The initial phase involves identifying or constructing a graph database that aligns with downstream tasks and establishing indices for efficient retrieval.

Graph data can originate from public knowledge graphs like Wikidata and Freebase or be constructed from proprietary data sources. Indexing methods range from graph indexing, which preserves the entire graph structure, to text and vector indexing, which optimize retrieval processes.

Graph-Guided Retrieval (G-Retrieval)

Following indexing, the retrieval phase focuses on extracting relevant information from the graph database in response to user queries.

Various retrievers are employed, including non-parametric retrievers, LM-based retrievers, and GNN-based retrievers. Retrieval paradigms can be single-stage or multi-stage, with granularity ranging from nodes and triplets to paths and subgraphs.

Graph-Enhanced Generation (G-Generation)

In the generation phase, the retrieved graph data is combined with the query to produce the final response. Generators can be GNNs, language models, or hybrid models.

The retrieved graph data is transformed into formats compatible with the generators, such as natural language descriptions or node sequences. Generation enhancement techniques are employed to further improve output quality.

Main Findings and Results

GraphRAG has shown significant improvements over traditional RAG systems, particularly in terms of accuracy and contextual relevance.

By leveraging structured graph data, GraphRAG systems can capture complex relational knowledge and provide more precise answers.

For instance, in the biomedical field, GraphRAG systems have demonstrated advanced performance in medical decision-making by integrating comprehensive medical knowledge graphs.

Example: Enhancing Biomedical QA Systems

In a biomedical question-answering system, GraphRAG can utilize a knowledge graph that includes diseases, symptoms, treatments, and medications.

By retrieving relevant subgraphs and integrating them with the query, the system can provide detailed and accurate responses, significantly improving the quality of medical consultations.

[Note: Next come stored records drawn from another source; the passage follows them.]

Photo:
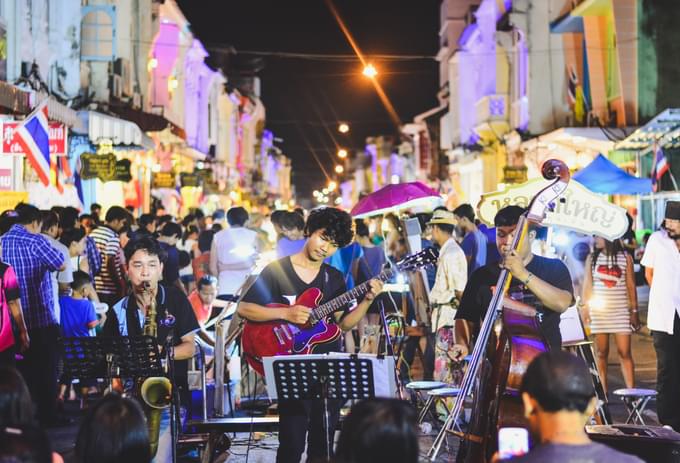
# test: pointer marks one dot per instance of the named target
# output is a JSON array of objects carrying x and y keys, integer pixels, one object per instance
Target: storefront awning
[
  {"x": 148, "y": 122},
  {"x": 59, "y": 112},
  {"x": 121, "y": 132},
  {"x": 14, "y": 99}
]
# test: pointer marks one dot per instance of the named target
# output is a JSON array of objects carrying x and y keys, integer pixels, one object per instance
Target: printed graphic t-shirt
[{"x": 280, "y": 284}]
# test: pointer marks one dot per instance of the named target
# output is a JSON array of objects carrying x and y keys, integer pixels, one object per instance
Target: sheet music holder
[
  {"x": 329, "y": 376},
  {"x": 110, "y": 357}
]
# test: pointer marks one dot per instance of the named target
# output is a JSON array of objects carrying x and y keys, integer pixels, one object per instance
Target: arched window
[{"x": 98, "y": 33}]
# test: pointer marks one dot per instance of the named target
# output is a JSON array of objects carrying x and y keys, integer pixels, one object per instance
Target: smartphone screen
[{"x": 512, "y": 442}]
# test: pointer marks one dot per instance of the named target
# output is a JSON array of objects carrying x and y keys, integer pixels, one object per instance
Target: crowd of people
[{"x": 64, "y": 273}]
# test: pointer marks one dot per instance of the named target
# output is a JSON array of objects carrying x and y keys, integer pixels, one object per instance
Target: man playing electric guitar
[{"x": 282, "y": 282}]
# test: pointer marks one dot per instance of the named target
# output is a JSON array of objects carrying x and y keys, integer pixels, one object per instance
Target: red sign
[
  {"x": 5, "y": 179},
  {"x": 58, "y": 133}
]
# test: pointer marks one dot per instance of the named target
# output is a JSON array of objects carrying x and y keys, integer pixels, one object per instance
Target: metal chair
[
  {"x": 636, "y": 400},
  {"x": 419, "y": 387}
]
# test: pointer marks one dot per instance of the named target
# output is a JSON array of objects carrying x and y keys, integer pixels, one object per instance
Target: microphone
[{"x": 168, "y": 321}]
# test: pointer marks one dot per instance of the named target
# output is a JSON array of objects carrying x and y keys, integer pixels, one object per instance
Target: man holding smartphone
[{"x": 559, "y": 398}]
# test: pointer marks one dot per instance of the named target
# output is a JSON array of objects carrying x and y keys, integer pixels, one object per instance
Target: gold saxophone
[{"x": 156, "y": 392}]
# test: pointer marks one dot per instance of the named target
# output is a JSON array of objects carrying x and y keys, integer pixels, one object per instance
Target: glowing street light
[{"x": 370, "y": 71}]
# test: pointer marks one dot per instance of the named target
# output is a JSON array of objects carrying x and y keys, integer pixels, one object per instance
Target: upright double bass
[{"x": 495, "y": 371}]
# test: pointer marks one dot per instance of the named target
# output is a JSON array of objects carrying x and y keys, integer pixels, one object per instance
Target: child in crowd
[{"x": 78, "y": 317}]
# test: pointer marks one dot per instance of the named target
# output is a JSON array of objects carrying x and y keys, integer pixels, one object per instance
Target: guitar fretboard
[{"x": 341, "y": 301}]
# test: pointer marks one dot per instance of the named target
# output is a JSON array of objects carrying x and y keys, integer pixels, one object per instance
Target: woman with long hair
[{"x": 610, "y": 304}]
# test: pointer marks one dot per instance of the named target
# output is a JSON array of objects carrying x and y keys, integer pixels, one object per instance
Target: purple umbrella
[{"x": 393, "y": 198}]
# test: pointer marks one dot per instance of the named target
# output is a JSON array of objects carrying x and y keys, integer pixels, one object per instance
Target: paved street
[{"x": 262, "y": 447}]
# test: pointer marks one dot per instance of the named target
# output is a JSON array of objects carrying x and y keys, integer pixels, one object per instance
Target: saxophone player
[{"x": 128, "y": 317}]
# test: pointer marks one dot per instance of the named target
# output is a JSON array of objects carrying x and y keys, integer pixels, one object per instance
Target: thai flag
[
  {"x": 660, "y": 166},
  {"x": 33, "y": 136}
]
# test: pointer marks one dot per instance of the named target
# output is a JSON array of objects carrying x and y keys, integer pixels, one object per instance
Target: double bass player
[{"x": 538, "y": 281}]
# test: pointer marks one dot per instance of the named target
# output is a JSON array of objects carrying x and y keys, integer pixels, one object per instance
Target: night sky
[{"x": 305, "y": 99}]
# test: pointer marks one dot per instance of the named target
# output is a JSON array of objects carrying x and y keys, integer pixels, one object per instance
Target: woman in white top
[
  {"x": 189, "y": 244},
  {"x": 609, "y": 304}
]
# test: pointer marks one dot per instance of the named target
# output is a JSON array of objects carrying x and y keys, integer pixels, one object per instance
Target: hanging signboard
[
  {"x": 101, "y": 166},
  {"x": 578, "y": 209},
  {"x": 190, "y": 179},
  {"x": 122, "y": 171},
  {"x": 163, "y": 180},
  {"x": 58, "y": 134},
  {"x": 514, "y": 174},
  {"x": 9, "y": 199}
]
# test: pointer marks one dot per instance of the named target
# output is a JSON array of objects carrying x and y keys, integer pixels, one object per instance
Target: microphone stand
[
  {"x": 389, "y": 350},
  {"x": 175, "y": 418}
]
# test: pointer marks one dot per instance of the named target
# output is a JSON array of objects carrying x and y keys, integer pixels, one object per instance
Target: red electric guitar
[{"x": 278, "y": 337}]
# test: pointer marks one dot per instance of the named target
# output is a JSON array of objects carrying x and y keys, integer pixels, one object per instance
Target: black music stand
[
  {"x": 315, "y": 376},
  {"x": 111, "y": 357}
]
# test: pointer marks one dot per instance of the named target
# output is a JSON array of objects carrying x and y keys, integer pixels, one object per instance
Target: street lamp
[{"x": 370, "y": 71}]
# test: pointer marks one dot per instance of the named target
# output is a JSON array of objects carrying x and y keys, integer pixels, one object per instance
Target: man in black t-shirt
[
  {"x": 145, "y": 258},
  {"x": 540, "y": 282},
  {"x": 282, "y": 282}
]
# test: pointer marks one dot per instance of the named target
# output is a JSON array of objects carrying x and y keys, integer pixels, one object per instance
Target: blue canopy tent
[{"x": 603, "y": 176}]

Implications and Potential Applications

The implications of GraphRAG extend across various domains, including e-commerce, healthcare, finance, and legal services.

In e-commerce, GraphRAG can enhance customer service and recommendation systems by leveraging historical interaction data. In healthcare, it can support medical diagnosis and personalized treatment plans by integrating medical literature and patient histories.

Application in Legal Services

In the legal domain extensive, citation connections exist between cases and judicial opinions, forming a structured graph.

GraphRAG can enhance legal research and case analysis by retrieving relevant legal precedents and providing comprehensive insights.

Conclusion

GraphRAG represents a significant advancement in the field of information retrieval and generation, addressing the limitations of traditional RAG systems.

By leveraging the structural information in graphs, GraphRAG enables more precise and context-aware responses, enhancing the capabilities of LLMs across various domains.

The future of GraphRAG looks promising, with ongoing research focusing on dynamic and adaptive graphs, multi-modality information integration, and scalable retrieval mechanisms.

As the field continues to evolve, GraphRAG is poised to revolutionize the way we retrieve and generate information, paving the way for more intelligent and accurate AI systems.